Zootecnia Flai: tagli di operai altrove, probabili esuberi d’impiegati in Umbria


Marina Rosati


PERUGIA – Umbria baricentro del gruppo Petrini-Mignini a discapito degli altri siti produttivi italiani. Se la zona di Bastia-Assisi è destinata a diventare il fulcro dell’attività del gruppo agroalimentare umbro le altre zone italiane dove ci sono diversi stabilimenti sembrano invece perdere peso. I vertici della Petrini, acquisita recentemente dalla vicina “Mignini” di Petrignano hanno messo nero su bianco il futuro e lo sviluppo del gruppo.
Tutto scritto in un piano industriale, presentato prima del previsto, che preoccupa i sindacati nazionali di categoria per la fine degli altri siti produttivi italiani. “Ci sono diverse preoccupazioni – spiega il segretario nazionale della Flai-Cgil Ivano Comotti – perché a fronte di una saturazione degli impianti su Bastia Umbria si ipotizza la chiusura del sito di Modugno in provincia di Bari, quella di Caifana a Napoli e la riduzione del personale a Padova e Alessandria. In tutto si parla di circa 42 esuberi nella produzione. Anche se per ora è soltanto una stima – spiega Comotti – qualche problema in Umbria ci potrebbe essere sulla parte funzionale: si parla infatti di una ventina di impiegati in più. Per il momento però non abbiamo conferme su questo dato e aspettiamo il confronto con l’azienda”. Dal lato produttivo la strategia complessiva dell’azienda sembra dunque rivolta a potenziare i siti umbri, portandoli alla saturazione completa ed, eventualmente al riassorbimento del personale, chiudendo o razionalizzando le altre sedi. Dal lato invece funzionale sembra esserci l’intenzione di un’integrazione tra Petrini-Mignini volta ad evitare doppioni, razionalizzando le risorse, gli uffici e gli staff Bastia tecnici.

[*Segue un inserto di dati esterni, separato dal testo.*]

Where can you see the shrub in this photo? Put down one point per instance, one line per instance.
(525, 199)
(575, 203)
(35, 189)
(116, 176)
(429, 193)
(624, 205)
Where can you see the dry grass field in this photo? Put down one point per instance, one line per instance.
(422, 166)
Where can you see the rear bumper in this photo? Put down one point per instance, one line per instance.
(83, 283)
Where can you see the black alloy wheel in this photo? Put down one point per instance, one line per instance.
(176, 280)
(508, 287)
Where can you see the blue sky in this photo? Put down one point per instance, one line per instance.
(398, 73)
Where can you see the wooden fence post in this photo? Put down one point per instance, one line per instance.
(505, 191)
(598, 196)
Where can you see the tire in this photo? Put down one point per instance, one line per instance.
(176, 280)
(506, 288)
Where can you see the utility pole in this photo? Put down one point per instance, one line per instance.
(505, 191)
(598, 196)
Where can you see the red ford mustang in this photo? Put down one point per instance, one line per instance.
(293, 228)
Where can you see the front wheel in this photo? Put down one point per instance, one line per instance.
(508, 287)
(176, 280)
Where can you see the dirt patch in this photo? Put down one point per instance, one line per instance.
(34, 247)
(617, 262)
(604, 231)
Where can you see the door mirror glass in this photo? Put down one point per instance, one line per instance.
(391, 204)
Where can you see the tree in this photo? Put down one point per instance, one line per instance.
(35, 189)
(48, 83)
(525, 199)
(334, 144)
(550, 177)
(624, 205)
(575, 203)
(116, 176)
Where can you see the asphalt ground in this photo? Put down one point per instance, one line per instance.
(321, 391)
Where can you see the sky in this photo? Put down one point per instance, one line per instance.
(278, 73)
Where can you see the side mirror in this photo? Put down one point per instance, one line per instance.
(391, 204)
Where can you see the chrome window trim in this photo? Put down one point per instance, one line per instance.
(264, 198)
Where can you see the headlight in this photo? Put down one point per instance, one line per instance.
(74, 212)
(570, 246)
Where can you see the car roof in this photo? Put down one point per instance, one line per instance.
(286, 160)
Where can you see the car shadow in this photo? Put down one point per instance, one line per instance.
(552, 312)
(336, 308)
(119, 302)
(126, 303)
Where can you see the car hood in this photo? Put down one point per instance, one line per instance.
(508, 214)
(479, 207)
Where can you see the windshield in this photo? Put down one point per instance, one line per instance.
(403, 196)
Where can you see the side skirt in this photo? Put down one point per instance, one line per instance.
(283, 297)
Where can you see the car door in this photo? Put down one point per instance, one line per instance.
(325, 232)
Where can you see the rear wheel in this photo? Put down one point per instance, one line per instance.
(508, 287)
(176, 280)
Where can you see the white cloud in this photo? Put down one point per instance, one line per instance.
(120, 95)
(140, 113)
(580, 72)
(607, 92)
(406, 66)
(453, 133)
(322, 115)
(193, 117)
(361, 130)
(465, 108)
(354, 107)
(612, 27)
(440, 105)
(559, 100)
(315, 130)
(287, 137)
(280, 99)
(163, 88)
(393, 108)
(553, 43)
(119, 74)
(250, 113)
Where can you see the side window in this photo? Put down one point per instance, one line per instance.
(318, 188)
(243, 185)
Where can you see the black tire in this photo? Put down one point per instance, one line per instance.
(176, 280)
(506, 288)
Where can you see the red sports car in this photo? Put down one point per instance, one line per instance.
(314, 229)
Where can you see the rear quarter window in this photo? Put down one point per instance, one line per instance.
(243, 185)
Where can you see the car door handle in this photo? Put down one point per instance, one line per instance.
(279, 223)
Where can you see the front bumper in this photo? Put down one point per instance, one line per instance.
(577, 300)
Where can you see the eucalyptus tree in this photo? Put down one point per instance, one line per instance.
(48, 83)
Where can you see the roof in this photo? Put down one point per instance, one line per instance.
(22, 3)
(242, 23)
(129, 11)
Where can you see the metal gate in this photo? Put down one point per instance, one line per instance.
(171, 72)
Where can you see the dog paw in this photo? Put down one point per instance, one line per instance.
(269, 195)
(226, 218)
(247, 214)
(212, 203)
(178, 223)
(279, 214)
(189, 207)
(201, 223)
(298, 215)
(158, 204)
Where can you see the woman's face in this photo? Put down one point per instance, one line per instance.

“Fino ad ora – conclude Comotti – l’azienda è stata poco attenta ai risvolti occupazionali, basti pensare alla chiusura di Catania dove lavoravano tre persone e di Cagliari dove c’erano invece una decina. Adesso dovremo valutare bene il piano industriale e comunque mi sembra che i vertici del gruppo abbiamo cercato di amplificare il problema congiunturale, legato all’influenza aviaria. Nessuno nega che ci sia questa preoccupazione ma è limitata e di fatto, avendo inciso per il 10% della produzione, va distinta da una questione strutturale che l’azienda vuole invece affrontare”.